Dr. Lee Sacks, chief medical officer for Advocate Health Care, the Chicago area’s largest health care system, said the hospital’s investigation revealed that a pharmacy technician had entered information incorrectly when processing an electronic IV order for the baby, resulting in a massive sodium chloride overdose in the solution.

The problem could have been identified by automated alerts on the IV compounding machine, but those were not activated when the customized bag was prepared for the baby, according to the hospital. Asked why, Sacks cited ongoing litigation and declined to elaborate.

Advocate’s investigation also found that the outermost label on the IV bag administered to the baby didn’t reflect its actual contents, Salvi said. And while a blood test on the infant had shown abnormally high sodium levels, a lab technician assumed the reading was inaccurate, Salvi added, citing the hospital’s investigation.

Still another issue that played a role in baby Burkett’s death was a communication gap between the hospital’s electronic ordering system and the machine that prepared his IV fluids.

Almost all medication requests at Advocate are transmitted by a doctor’s keystroke to the hospital pharmacy’s drug-dispensing system.
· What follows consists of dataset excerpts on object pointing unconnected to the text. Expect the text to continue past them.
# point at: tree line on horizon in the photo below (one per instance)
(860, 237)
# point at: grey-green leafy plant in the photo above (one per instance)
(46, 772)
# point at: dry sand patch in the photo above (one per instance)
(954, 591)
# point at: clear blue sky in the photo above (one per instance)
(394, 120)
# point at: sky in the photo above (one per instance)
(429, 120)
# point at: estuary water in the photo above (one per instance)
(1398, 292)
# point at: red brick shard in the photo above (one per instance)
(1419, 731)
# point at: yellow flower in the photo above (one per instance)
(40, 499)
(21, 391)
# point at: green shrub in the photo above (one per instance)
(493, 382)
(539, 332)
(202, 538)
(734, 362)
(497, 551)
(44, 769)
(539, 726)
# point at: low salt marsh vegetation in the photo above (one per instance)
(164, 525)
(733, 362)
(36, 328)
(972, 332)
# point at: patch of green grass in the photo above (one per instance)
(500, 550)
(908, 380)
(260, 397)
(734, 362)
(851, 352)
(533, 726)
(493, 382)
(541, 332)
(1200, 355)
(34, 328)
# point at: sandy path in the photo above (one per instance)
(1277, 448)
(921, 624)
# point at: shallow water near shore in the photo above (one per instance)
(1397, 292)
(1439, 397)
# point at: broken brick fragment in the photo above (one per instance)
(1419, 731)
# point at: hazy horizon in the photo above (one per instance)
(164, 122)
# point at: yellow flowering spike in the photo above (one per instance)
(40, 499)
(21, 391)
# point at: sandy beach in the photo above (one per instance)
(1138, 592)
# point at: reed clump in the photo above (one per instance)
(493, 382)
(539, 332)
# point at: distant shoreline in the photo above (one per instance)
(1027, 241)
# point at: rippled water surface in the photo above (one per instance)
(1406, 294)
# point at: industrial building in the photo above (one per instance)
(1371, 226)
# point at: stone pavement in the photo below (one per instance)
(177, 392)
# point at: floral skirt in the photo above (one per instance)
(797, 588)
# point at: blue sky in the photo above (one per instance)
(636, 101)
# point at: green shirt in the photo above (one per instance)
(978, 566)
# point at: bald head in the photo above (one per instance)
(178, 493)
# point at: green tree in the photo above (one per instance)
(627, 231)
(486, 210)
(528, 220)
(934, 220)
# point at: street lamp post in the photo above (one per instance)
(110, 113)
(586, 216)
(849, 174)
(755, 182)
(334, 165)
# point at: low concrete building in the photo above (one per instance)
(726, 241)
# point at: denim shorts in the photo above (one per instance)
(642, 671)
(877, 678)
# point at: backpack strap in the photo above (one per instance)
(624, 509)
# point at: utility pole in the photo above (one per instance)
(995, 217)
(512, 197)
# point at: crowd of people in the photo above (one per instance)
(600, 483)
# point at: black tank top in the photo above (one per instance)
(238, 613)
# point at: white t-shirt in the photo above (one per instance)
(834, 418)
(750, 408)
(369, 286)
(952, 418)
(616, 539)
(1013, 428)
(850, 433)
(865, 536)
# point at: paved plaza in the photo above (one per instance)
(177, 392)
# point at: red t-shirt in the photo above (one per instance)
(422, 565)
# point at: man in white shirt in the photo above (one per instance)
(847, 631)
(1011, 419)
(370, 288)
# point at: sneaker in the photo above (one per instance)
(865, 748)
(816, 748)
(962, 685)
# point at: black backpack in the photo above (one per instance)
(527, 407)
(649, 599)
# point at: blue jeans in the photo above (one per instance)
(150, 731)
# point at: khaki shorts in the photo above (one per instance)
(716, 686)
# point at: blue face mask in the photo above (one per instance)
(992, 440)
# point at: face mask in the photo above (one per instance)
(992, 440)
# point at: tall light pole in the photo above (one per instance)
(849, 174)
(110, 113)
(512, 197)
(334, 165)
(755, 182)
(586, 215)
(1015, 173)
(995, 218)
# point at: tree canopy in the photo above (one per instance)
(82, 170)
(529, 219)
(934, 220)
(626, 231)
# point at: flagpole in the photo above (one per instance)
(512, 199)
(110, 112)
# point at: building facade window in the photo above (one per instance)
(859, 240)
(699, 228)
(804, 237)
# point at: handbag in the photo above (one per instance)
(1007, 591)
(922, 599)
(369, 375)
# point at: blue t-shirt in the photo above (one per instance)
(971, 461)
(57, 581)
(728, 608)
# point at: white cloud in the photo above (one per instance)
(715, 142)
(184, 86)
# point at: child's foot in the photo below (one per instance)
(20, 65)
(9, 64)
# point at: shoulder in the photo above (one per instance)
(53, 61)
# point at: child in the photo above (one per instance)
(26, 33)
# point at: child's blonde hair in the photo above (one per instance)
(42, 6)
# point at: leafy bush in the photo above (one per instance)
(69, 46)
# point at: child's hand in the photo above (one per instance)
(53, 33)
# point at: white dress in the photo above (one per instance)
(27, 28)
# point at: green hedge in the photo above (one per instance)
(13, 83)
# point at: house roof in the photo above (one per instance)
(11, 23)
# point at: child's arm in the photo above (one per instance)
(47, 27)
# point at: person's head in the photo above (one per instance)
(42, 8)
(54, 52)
But in this case, there was no electronic connection with the automated compounding system that prepared the IV bag for baby Burkett, a specialized device that handles low-volume, highly individualized orders.

So, a technician transcribed the order by hand and an error was introduced.

Electronic communication gaps are common at large hospitals, which typically use upward of 50 to 100 different information systems at their facilities, with different technologies used in emergency rooms, labs, pharmacies and other medical departments, said Ross Koppel, a sociologist at the University of Pennsylvania who studies health information technologies.

“To some degree these systems talk to each other, but mostly they don’t, so hospitals have to design custom-made software ‘bridges’ to make this happen,” Koppel said. With each jury-rigged software solution comes the potential for new software bugs, transcription errors and other problems.